Résurrection et corps glorieux dans le "Traité des deux natures"


1299819506.jpgNous faisions précédemment référence, à l’occasion de la parution d’un article de Jean-Marc  Vivenza sur « Louis-Claude de Saint-Martin et le corps de matière ténébreuse [1] », à la profonde unité de vue, soulignée par l’auteur de cette contribution, concernant la nécessaire dissolution de la chair de corruption dans l’économie de la Réparation, entre Martinès de Pasqually, Willermoz et Saint-Martin, les tenants de l’illuminisme chrétien au XVIIIème  siècle.

Nous souhaiterions illustrer ce point, par un extrait du Traité des deux natures, de Jean-Baptiste Willermoz (Bibliothèque municipale de Lyon, fonds Willermoz, ms. 5940), confirmant cette perception du thème de la résurrection et des corps glorieux, et qui n’est pas sans évoquer cette infaillible sentence, contenue dans l’Instruction secrète qui marque le sublime aboutissement et infuse l’ensemble de la doctrine du Régime Rectifié :

« Toute forme de matière doit infailliblement se détruire et se décomposer [2].»

« Mais à peine le troisième jour est commencé, il ressuscite glorieusement du tombeau par sa propre divine puissance, et commence à se montrer à ceux qui l’ont aimé le plus tendrement, sous une nouvelle forme corporelle, en tout point semblable à celle dans laquelle il avait vécu parmi les hommes, mais glorieuse et impassible, dont il se revêt, et qu’il fait aussi disparaître à son gré. C’est avec cette même forme glorieuse qu’après avoir conversé, marché, mangé pendant quarante jours, leur apparaissant subitement et disparaissant aussi subitement de devant eux quand il lui plaît, après leur avoir demandé de baptiser en son nom, d’enseigner aux hommes le mystère ineffable de la Trinité divine du Père, du Fils et du Saint-Esprit, faisant un seul Dieu, qu’il monte glorieusement au ciel en leur présence, où il sera rendu visible aux anges et aux hommes sanctifiés, dans cette forme humaine glorifiée.

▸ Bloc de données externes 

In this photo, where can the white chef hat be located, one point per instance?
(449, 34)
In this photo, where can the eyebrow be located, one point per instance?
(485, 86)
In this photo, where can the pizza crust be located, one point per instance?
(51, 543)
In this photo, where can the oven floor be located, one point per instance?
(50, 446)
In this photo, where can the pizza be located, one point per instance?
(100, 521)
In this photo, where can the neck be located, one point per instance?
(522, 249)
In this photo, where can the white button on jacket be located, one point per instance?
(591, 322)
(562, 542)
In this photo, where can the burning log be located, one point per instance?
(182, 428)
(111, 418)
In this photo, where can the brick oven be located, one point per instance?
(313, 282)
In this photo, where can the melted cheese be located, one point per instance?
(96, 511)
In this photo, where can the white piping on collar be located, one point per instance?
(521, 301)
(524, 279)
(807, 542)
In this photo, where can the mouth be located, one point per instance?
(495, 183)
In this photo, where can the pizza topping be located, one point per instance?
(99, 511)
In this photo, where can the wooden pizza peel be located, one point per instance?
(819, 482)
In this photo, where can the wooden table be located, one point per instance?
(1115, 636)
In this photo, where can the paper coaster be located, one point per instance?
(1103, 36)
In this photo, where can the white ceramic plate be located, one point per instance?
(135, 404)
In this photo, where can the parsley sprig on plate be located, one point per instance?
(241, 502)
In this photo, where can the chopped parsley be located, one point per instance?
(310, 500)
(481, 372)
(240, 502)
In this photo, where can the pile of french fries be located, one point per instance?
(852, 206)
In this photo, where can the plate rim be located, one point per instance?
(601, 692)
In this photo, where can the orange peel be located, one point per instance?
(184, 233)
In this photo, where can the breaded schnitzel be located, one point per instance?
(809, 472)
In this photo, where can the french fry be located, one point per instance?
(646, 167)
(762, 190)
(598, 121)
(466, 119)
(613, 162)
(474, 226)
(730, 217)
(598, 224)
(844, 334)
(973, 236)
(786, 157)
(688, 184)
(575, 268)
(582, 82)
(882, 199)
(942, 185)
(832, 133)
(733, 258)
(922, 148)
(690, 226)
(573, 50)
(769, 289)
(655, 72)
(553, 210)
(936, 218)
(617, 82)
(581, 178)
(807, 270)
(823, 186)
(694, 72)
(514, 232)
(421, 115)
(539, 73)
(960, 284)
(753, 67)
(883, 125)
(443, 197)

Mais quelle est donc la nature de cette nouvelle forme corporelle, et qu’est-ce qui constitue la différence essentielle de celle-ci sur la première ? demanderont ces hommes charnels et matériels qui ne voient rien que par les yeux de la matière, et ceux qui sont assez malheureux pour nier la spiritualité de leur être, et ceux aussi qui, attachés exclusivement au sens littéral des traditions religieuses, ne veulent voir dans la forme corporelle de l’homme primitif avant sa chute, qu’un corps de matière comme celui dont il est actuellement revêtu, en y reconnaissant seulement une matière épurée. C’est Jésus-Christ lui-même qui va leur prouver la différence essentielle de ces deux formes corporelles et leur destination, en se revêtant de l’une après sa résurrection, après avoir anéanti l’autre dans le tombeau.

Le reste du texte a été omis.